İstemsizce yüzümü ekşitip bozduğu ortamdan sıyrılarak onu omuzlarından ittim ve kendimden uzaklaştırdım. Bir an, gerçekten bir an için bunu düşünmüş olduğum için kendimden nefret ettim o an. Sonuçta o Berkan'dı, her halükarda gevşek bir insandı ve asla ciddileşmesi söz konusu olmuyordu.
"Tipim değilsin aslan, dert etme," diye söylenerek boğazımı temizledim ve adımlarımı spor salonunun çıkışına yönelttim.
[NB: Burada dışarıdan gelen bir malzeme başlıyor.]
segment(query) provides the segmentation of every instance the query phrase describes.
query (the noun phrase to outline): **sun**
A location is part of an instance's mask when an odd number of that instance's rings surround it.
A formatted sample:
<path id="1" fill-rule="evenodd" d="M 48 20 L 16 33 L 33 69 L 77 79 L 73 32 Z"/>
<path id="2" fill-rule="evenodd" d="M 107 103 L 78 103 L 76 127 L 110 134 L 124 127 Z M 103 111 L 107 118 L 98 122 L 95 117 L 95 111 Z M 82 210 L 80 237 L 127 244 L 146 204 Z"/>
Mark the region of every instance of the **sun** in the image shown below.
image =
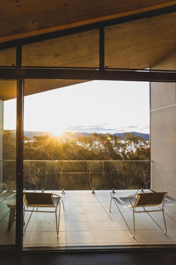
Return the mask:
<path id="1" fill-rule="evenodd" d="M 64 128 L 58 126 L 52 130 L 53 134 L 55 136 L 59 137 L 63 133 L 64 131 Z"/>

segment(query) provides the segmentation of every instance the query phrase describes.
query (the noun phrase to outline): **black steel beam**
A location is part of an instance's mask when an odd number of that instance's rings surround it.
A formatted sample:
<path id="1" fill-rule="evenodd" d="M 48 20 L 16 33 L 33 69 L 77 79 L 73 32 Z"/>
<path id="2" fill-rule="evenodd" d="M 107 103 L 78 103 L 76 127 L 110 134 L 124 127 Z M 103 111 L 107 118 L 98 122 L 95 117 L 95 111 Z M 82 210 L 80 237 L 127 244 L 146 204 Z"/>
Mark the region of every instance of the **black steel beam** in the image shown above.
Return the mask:
<path id="1" fill-rule="evenodd" d="M 104 69 L 104 28 L 99 31 L 99 68 L 102 71 Z"/>
<path id="2" fill-rule="evenodd" d="M 16 47 L 18 44 L 25 45 L 34 42 L 43 41 L 48 39 L 92 30 L 103 27 L 109 26 L 127 22 L 159 16 L 176 11 L 176 5 L 170 6 L 147 11 L 122 17 L 109 19 L 99 22 L 87 24 L 53 32 L 41 34 L 17 40 L 0 43 L 0 50 Z"/>
<path id="3" fill-rule="evenodd" d="M 176 73 L 80 69 L 0 69 L 0 79 L 18 78 L 23 76 L 34 79 L 70 79 L 120 80 L 125 81 L 176 82 Z"/>

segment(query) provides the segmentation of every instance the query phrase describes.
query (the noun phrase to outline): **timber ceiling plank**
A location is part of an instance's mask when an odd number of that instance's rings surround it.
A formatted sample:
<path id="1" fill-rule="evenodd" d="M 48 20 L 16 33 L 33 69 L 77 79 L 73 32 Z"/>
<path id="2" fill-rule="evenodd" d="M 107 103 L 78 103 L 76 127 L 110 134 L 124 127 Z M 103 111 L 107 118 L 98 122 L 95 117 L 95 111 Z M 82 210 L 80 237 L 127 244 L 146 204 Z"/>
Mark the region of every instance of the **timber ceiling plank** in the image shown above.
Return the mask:
<path id="1" fill-rule="evenodd" d="M 105 40 L 109 67 L 151 67 L 176 49 L 176 12 L 108 27 Z"/>
<path id="2" fill-rule="evenodd" d="M 176 4 L 170 0 L 1 0 L 0 42 Z"/>
<path id="3" fill-rule="evenodd" d="M 69 79 L 26 79 L 24 95 L 60 88 L 90 80 Z M 0 99 L 8 100 L 16 98 L 16 81 L 0 80 Z"/>

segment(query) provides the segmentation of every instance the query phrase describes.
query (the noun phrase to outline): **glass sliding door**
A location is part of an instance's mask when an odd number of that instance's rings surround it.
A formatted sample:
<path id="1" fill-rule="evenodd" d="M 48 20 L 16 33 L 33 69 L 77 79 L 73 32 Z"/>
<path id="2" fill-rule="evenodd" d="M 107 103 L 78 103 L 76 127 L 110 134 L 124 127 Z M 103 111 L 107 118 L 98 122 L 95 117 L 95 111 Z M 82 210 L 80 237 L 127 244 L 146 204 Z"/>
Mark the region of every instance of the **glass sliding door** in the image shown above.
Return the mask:
<path id="1" fill-rule="evenodd" d="M 0 245 L 15 243 L 16 83 L 0 80 Z"/>

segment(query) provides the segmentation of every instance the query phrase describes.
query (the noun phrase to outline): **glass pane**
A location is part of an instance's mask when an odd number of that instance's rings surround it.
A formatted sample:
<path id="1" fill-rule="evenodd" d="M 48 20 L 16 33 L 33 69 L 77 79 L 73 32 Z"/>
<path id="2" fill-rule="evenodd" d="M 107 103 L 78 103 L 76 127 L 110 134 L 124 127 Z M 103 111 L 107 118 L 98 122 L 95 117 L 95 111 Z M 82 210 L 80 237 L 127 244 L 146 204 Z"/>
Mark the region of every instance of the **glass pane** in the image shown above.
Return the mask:
<path id="1" fill-rule="evenodd" d="M 146 145 L 148 147 L 148 142 Z M 104 189 L 149 188 L 150 163 L 150 160 L 104 161 Z"/>
<path id="2" fill-rule="evenodd" d="M 25 45 L 22 65 L 98 67 L 99 30 Z"/>
<path id="3" fill-rule="evenodd" d="M 0 245 L 15 242 L 16 81 L 0 81 Z"/>
<path id="4" fill-rule="evenodd" d="M 16 47 L 0 50 L 0 65 L 16 65 Z"/>
<path id="5" fill-rule="evenodd" d="M 175 62 L 176 18 L 175 12 L 106 28 L 105 65 L 158 69 L 164 58 L 170 56 Z M 161 69 L 176 69 L 169 63 Z"/>

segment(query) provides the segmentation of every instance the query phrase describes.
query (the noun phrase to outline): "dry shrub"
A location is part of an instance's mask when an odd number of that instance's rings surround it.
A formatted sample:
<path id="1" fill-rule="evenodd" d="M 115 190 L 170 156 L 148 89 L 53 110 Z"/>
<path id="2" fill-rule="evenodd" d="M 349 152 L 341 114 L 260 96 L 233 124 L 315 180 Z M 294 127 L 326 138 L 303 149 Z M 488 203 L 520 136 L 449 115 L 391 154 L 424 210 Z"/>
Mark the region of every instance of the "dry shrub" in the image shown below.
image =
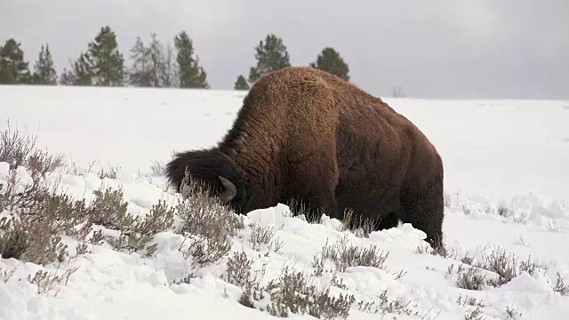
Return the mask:
<path id="1" fill-rule="evenodd" d="M 37 294 L 46 293 L 49 294 L 52 290 L 56 289 L 60 285 L 67 285 L 69 281 L 69 277 L 73 275 L 79 267 L 72 267 L 66 269 L 61 275 L 58 275 L 57 272 L 48 272 L 44 270 L 37 270 L 34 276 L 28 276 L 28 281 L 36 284 Z M 54 297 L 57 297 L 60 292 L 60 288 L 57 288 L 53 293 Z"/>
<path id="2" fill-rule="evenodd" d="M 353 295 L 341 293 L 338 298 L 330 297 L 330 287 L 319 289 L 309 274 L 293 271 L 288 267 L 277 279 L 268 283 L 267 291 L 271 300 L 267 310 L 280 317 L 287 317 L 289 313 L 308 313 L 324 319 L 347 318 L 356 301 Z"/>
<path id="3" fill-rule="evenodd" d="M 399 299 L 389 300 L 388 298 L 388 289 L 385 289 L 378 298 L 379 300 L 377 302 L 364 302 L 363 300 L 359 301 L 357 303 L 357 308 L 362 311 L 373 314 L 380 313 L 381 311 L 381 313 L 383 315 L 385 315 L 386 313 L 397 313 L 399 315 L 405 314 L 407 316 L 411 316 L 412 314 L 414 316 L 419 315 L 419 311 L 413 312 L 413 308 L 417 306 L 416 304 L 411 306 L 411 300 L 406 300 L 405 301 L 404 296 L 400 297 Z M 429 313 L 430 312 L 428 312 L 421 318 L 424 319 Z"/>
<path id="4" fill-rule="evenodd" d="M 342 228 L 340 231 L 349 230 L 357 237 L 369 237 L 381 220 L 381 218 L 363 218 L 361 215 L 354 218 L 354 212 L 346 210 L 342 219 Z"/>
<path id="5" fill-rule="evenodd" d="M 169 207 L 164 201 L 152 205 L 148 214 L 140 218 L 130 213 L 122 214 L 118 220 L 120 236 L 117 238 L 108 237 L 109 244 L 117 250 L 137 252 L 146 249 L 146 255 L 151 256 L 156 244 L 146 244 L 159 233 L 172 229 L 174 225 L 174 209 Z M 146 248 L 145 248 L 146 246 Z"/>
<path id="6" fill-rule="evenodd" d="M 194 267 L 220 260 L 229 252 L 231 237 L 244 228 L 243 217 L 222 204 L 206 186 L 191 180 L 188 172 L 180 189 L 176 215 L 182 227 L 176 232 L 184 241 L 180 250 L 193 257 Z"/>
<path id="7" fill-rule="evenodd" d="M 459 278 L 456 281 L 456 285 L 459 288 L 467 290 L 482 290 L 485 281 L 485 276 L 482 274 L 479 268 L 476 267 L 469 268 L 467 272 L 461 272 L 461 268 L 459 268 Z"/>
<path id="8" fill-rule="evenodd" d="M 565 284 L 565 282 L 561 277 L 561 275 L 557 272 L 557 277 L 553 286 L 553 291 L 555 292 L 559 292 L 561 295 L 566 296 L 569 295 L 569 285 Z"/>
<path id="9" fill-rule="evenodd" d="M 322 248 L 321 256 L 314 257 L 312 267 L 322 268 L 324 261 L 330 260 L 334 262 L 340 272 L 344 272 L 349 267 L 357 266 L 384 269 L 389 255 L 389 252 L 384 253 L 383 250 L 380 250 L 375 244 L 372 244 L 368 248 L 349 244 L 348 235 L 345 235 L 331 246 L 326 242 Z"/>
<path id="10" fill-rule="evenodd" d="M 8 163 L 13 169 L 23 166 L 35 179 L 62 166 L 63 156 L 37 149 L 37 135 L 12 131 L 8 121 L 8 128 L 0 132 L 0 162 Z"/>

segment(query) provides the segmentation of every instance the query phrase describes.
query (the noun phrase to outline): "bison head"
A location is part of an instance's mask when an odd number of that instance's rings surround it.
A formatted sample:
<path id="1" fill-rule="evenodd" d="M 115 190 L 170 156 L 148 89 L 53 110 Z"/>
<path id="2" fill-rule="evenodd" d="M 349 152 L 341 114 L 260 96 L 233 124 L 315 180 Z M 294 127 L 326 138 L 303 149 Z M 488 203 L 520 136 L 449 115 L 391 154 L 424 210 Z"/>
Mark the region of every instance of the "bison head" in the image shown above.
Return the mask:
<path id="1" fill-rule="evenodd" d="M 235 163 L 216 148 L 192 150 L 174 155 L 166 164 L 165 173 L 171 184 L 180 191 L 182 180 L 189 172 L 192 180 L 205 184 L 212 193 L 236 212 L 246 208 L 251 199 L 251 188 Z"/>

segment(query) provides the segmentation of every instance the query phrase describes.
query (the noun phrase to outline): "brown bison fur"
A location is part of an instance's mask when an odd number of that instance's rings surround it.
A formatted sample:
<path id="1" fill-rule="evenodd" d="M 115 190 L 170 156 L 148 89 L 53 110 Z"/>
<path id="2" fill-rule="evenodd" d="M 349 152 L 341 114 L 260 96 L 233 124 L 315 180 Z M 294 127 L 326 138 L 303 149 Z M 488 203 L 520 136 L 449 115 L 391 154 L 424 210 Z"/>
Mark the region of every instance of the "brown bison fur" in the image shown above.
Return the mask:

Göğsümdeki elemanın hızlanmasını tamamen uzun süredir basketbol oynamamıza vermek istiyordum ve gerçekten, neden Berkan'ı o an delicesine öpmek istediğimi sorguladım. Ama bulabildiğim tek cevap vardı o da sadece istemiş olduğumdu, nedeni yoktu. Belki de vardı, ergenlik hormonlarımı suçlayabilirdim, evet güzel nedendi.
"Nereye?" diye sordu arkamdan bağırarak.
"Yoruldum, ders başlayacak." diye karşılık verdim arkamı dönmeden.
Boğazımda bir yumru vardı ve ısrarla normal ritmine dönmeye karşı çıkan kalbime küfür etme isteğim artıyordu. Başımı eğip elimle alnımı silerken sızlayan alt tarafıma baktım.
Vay amına koyayım, dedi iç sesim. Az önce Berkan'dan ortada hiçbir şey yokken tahrik olmuştum. Ben nasıl bir boka batmıştım gerçekten hiçbir fikrim yoktu ama bunun beni çok fazla rahatsız edeceğini söyleyen bir yanım vardı.
Siktir ya.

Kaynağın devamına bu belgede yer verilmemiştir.